Blick auf das Lörch-Gelände. Im Vordergrund ist das Flachdach der Realschule zu sehen., rechts am Bildrand die Villa Walchner. | Foto: Ulrich Coenen

Erste Erhaltungssatzung

Die westliche Eisenbahnstraße wird durch Bühls erste Erhaltungssatzung geschützt. Deshalb haben die Sanierung der Villa Walchner und die Bebauung der beiden Grundstücke rechts und links des Bauwerks, das 1847 vermutlich nach Plänen von Jacob Paniani entstanden ist, besondere Bedeutung.

Das im Auftrag des Arztes Franz Hermann Walchner errichtete Haus wurde nach der ungenehmigten Erneuerung des kriegsbeschädigten Dachstuhls 1993 aus der Denkmalliste gestrichen. Seit 2014 wurde es vom Landesamt für Denkmalpflege wieder als denkmalschutzrechtlicher Prüffall gewertet. Nach einer erneuten Besichtigung durch das Landesamt, die bereits am 25. September stattgefunden hat, ist der Denkmalschutz aber jetzt endgültig vom Tisch.

Das Treppenhaus der Villa Walchner gehört dem 19. Jahrhundert an, wurde aber im Detail verändert. | Foto: Ulrich Coenen

Kein Denkmalschutz

„Unter Würdigung des Bauzustandes und der Geschichte des Gebäudes kamen wir zu der Auffassung, dass es sich bei dem erhaltenen Wohnhaus um ein städtebaulich ansehnliches, in seiner Fassade ansprechendes und auch erhaltenswertes Gebäude handelt“, erklärt Désirée Bodesheim, Presserferentin des Regierungspräsidiums Stuttgart, zu der das Denkmalamt gehört. „Als Kulturdenkmal kann es jedoch nicht begründet werden. Die Innenräume der beiden Wohngeschosse sind in den Nachkriegsjahrzehnten bezüglich Ausstattung und Grundriss durchgreifend verändert beziehungsweise umgestaltet worden, wandfeste bauzeitliche Teile in den Wohnräumen fehlen. Einschneidende Eingriffe in Grundriss und Fassade betrafen den Nordwestteil des Gebäudes, wo neuere bauliche Erweiterungen angefügt worden sind.

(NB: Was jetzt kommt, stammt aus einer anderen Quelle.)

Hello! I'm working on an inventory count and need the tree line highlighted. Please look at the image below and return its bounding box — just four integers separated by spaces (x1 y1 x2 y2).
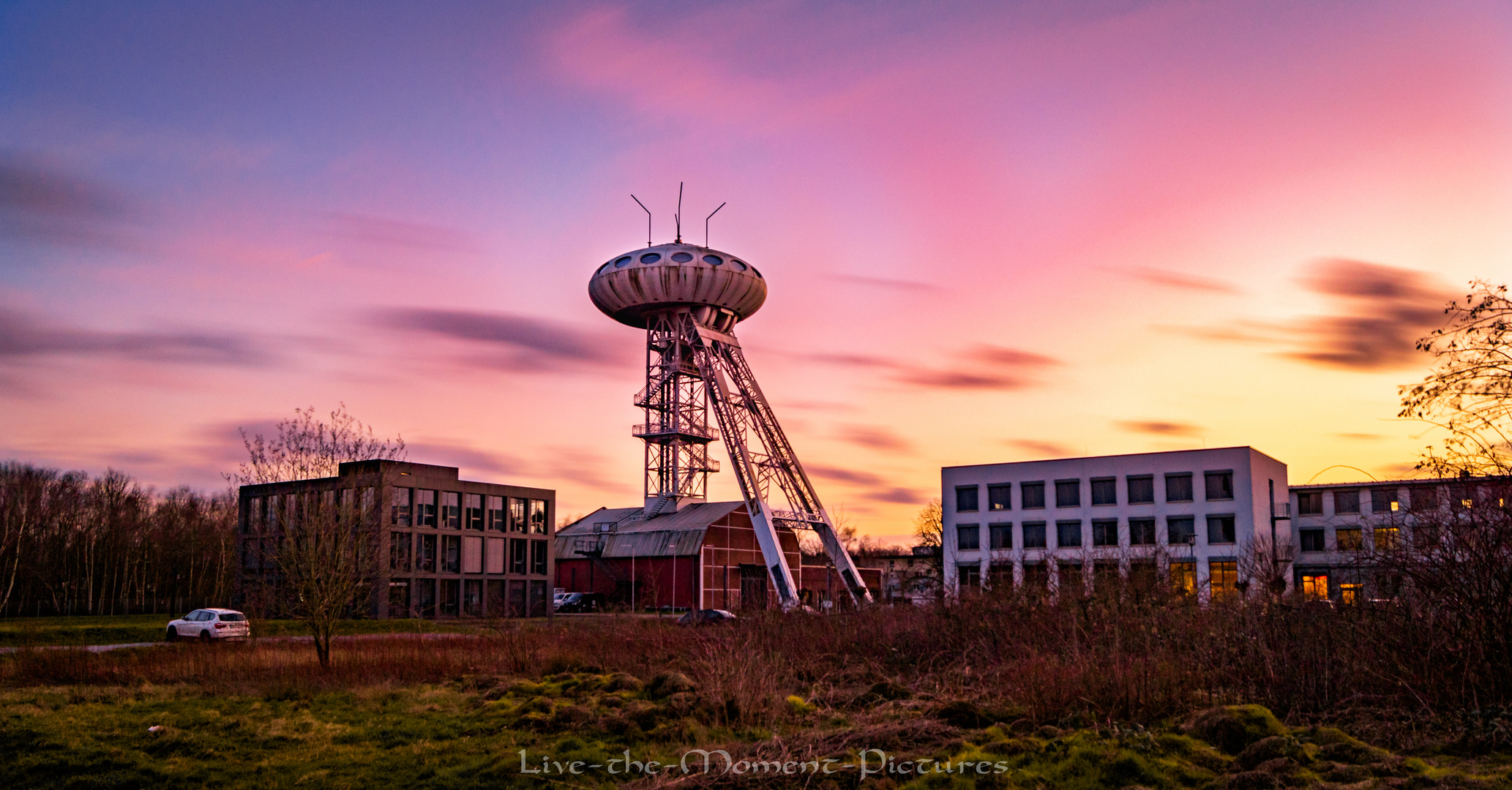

Aus dem 19. Jahrhundert hat sich lediglich das im Detail allerdings ebenfalls schon modifizierte Treppenhaus und ein großer Gewölbekeller überliefert.“

Villa Walcher wird saniert

Die Villa bleibt aber in jedem Fall erhalten und soll nach einer grundlegenden Sanierung gewerblich (Büros, Praxen) genutzt werden. Die gesamte Gebäudetechnik soll erneuert werden. Aktuell werden alle Deckenverkleidungen und Fußböden demontiert. Der hässliche Anbau an der Rückseite soll durch ein verglastes Treppenhaus mit Aufzug ersetzt werden. Die bestehende alte Holztreppe im Gebäude bleibt aber erhalten.

Nutzung für Gewölbekeller

Ein in der Öffentlichkeit bisher unbekannter Clou der Villa ist der gewaltige rund dreieineinhalb Meter hohe Gewölbekeller, der auf einem großen Mittelpfeiler ruht. Für ihn suchen Bauherrschaft und Architekt noch eine Nutzung.

Die schwierigste Aufgabe für das Büro Planum sind die beiden Neubauten rechts und links der Villa Walchner. Unmittelbar an den Brandgiebel der westlich gelegenen Villa Bernhard Wertheimer (heute Bella Musica) soll ein Wohnhaus in geschlossener Reihenbauweise mit den Abmessungen 12 mal 14 Meter anschließen. Im Osten der Villa Walchner entsteht ein Neubau in offener Reihenbauweise. Das Haus mit den Abmessungen zwölf mal zwölf Meter steht also völlig frei zwischen der Villa Walchner und der Villa Mittenmaier (heute Lerntreff).

Neubauten als Herausforderung

Für die analog gestalteten Fassaden der beiden Häuser mit jeweils drei Wohneinheiten gibt es inzwischen Entwürfe. Die beiden zweigeschossigen Neubauten tragen Satteldächer mit jeweils einem Zwerchhaus (also einer sehr großen Gaube) und orientieren sich mit ihrer Geschosseinteilung an der Nachbarbebauung. Die hochrechteckigen Fenster sind wie bei den Altbauten streng axialsymmetrisch angeordnet, haben eine sehr niedrige Brüstung und sind fast raumhoch. „Durch die schlichte und doch zeitgemäße Formensprache der beiden Neubauten stellen wir die Villa als Schmuckstück ins Zentrum“, erklärte Thomas Velten.